One of PEI’s largest provincially owned wind farms is operating at less than 40 percent of its design capacity.
The Hermanville wind farm, near the eastern end of the island, came online with 10 turbines at a cost of $60 million in 2014.
On Tuesday, PEI Energy Corporation said only four of those turbines are still running, without giving any reason why.
“It’s something that needs to be rectified quickly, because it gets in the way of our goals,” said Steven Myers, PEI’s minister for environment, energy and climate action.
“When you have an asset that looks like this, that works like this, it’s really hard to convince people that this is a positive thing for their community or a positive thing for Prince Edward Island,” he said.
PEI has committed to achieving net zero emissions from energy use by 2030 and net zero emissions from all sources by 2040, a decade ahead of the rest of Canada.
PEI Energy Corporation said power production at the Hermanville wind farm for 2022-23 was about 40,000 megawatt hours, just 35 percent of the 110,000 megawatt hours the farm produced in each of its first two years of operation. .
The corporation said the non-functioning turbines had been offline for between 114 and 476 days.
“I think it’s the bearings that are broken and we’ve had trouble with the supplier to meet our needs,” Myers said. “They don’t seem to have much interest in endorsing their product.”
Nearly $5 million in claimed damages
In 2014, the PEI government said that the 10 Acciona AQ 116/3000 class turbines at Hermanville were the first of their kind to be commissioned in North America.

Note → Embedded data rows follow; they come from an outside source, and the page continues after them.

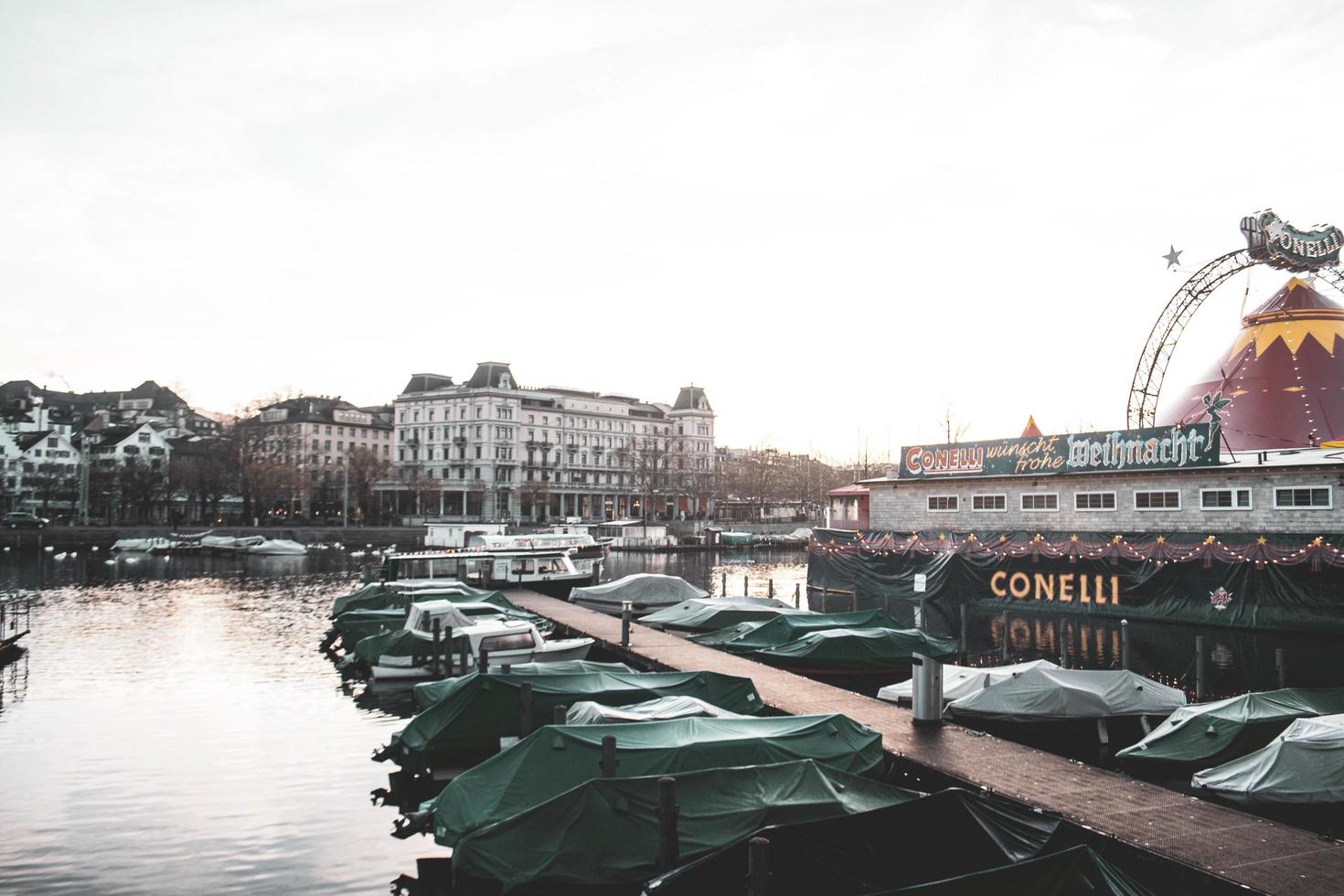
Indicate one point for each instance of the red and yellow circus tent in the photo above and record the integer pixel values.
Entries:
(1284, 375)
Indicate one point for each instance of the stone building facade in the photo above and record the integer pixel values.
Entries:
(1267, 492)
(492, 449)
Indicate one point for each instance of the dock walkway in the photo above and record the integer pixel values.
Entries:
(1244, 849)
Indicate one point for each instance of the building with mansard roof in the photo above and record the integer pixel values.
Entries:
(491, 449)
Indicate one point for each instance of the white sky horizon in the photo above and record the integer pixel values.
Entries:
(837, 218)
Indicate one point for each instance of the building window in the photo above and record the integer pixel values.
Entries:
(1094, 500)
(1313, 498)
(1156, 500)
(1040, 501)
(1224, 498)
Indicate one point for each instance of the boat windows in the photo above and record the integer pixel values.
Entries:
(515, 641)
(1156, 500)
(1094, 500)
(1313, 498)
(1040, 501)
(1224, 498)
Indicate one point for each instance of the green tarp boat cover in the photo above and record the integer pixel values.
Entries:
(960, 681)
(857, 650)
(605, 832)
(712, 614)
(558, 758)
(431, 692)
(912, 842)
(1055, 695)
(588, 712)
(1072, 872)
(471, 718)
(645, 592)
(784, 629)
(1207, 733)
(1304, 764)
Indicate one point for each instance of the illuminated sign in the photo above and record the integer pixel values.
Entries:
(1275, 240)
(1156, 448)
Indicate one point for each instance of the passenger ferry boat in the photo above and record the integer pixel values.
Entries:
(549, 570)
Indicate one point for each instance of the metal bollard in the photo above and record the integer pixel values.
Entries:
(434, 666)
(526, 724)
(668, 812)
(758, 867)
(1200, 686)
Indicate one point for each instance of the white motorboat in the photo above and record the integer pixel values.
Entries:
(411, 652)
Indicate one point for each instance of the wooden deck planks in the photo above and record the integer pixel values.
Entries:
(1250, 850)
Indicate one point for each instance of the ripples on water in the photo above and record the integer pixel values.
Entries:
(174, 729)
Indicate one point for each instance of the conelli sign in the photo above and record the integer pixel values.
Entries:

According to PEI Energy Corporation, Acciona signed a 15-year warranty and service contract with the province, guaranteeing that the turbines would be operational and capable of generating power 97 percent of the time through 2029.
In 2016, according to the corporation, Acciona was acquired by Nordex USA, Inc., part of a network of companies based in Germany.
We cannot allow $60 million projects to go adrift. Taxpayers simply shouldn’t stand for that.—Fred Cheverie
In an emailed statement to CBC, Nordex said the company is “in constant dialogue with the project owner [P.E.I. Energy Corp.] to remedy the situation as soon as possible and I am unable to comment further at this time.”
In a statement Tuesday, the corporation told Breaking: that it has claimed damage payments under its contract with Nordex totaling approximately $4.8 million.
Of that, $1.43 million for the 2022-23 fiscal year remains outstanding, but the corporation said it “does not anticipate any collection issues” with those funds.
The statement did not provide further information on the turbine maintenance issues, but said the corporation is “developing a plan to address the current operational issues with the Hermanville wind farm.”
Myers estimated that the value of the electricity PEI is losing due to broken turbines is between $2 and $3 million per year.
He said the solution to repair the turbines might require “a financial contribution from us, and we may have to look at other means to recover costs from the company.”
Myers went on to say that the province has been preparing to take the company to court, but the province did not provide further information on the potential for legal action.
As of Monday, no lawsuit had been filed in the PEI court system.
In a filing with the island’s Regulatory and Appeals Commission in March, Maritime Electric referred to the drop in production at Hermanville as a “commercial risk” for the private company.
In a statement Tuesday, company president and CEO Jason Roberts said Maritime Electric has included wind power production from Hermanville in its own plan to reduce emissions from electricity use by 2030.
Without most of Hermanville’s production, the company said it has had to source more power through NB Power.
Fred Cheverie lives a short distance from the wind farm and has watched over the past 18 months as more and more turbines have stopped working.
“Everyone in the area has been looking at the same thing that we are. It hasn’t been working well at all.”
Cheverie said he would like the government to reassess its wind power strategy.
“We cannot allow $60 million projects to go adrift. Taxpayers shouldn’t put up with that,” he said.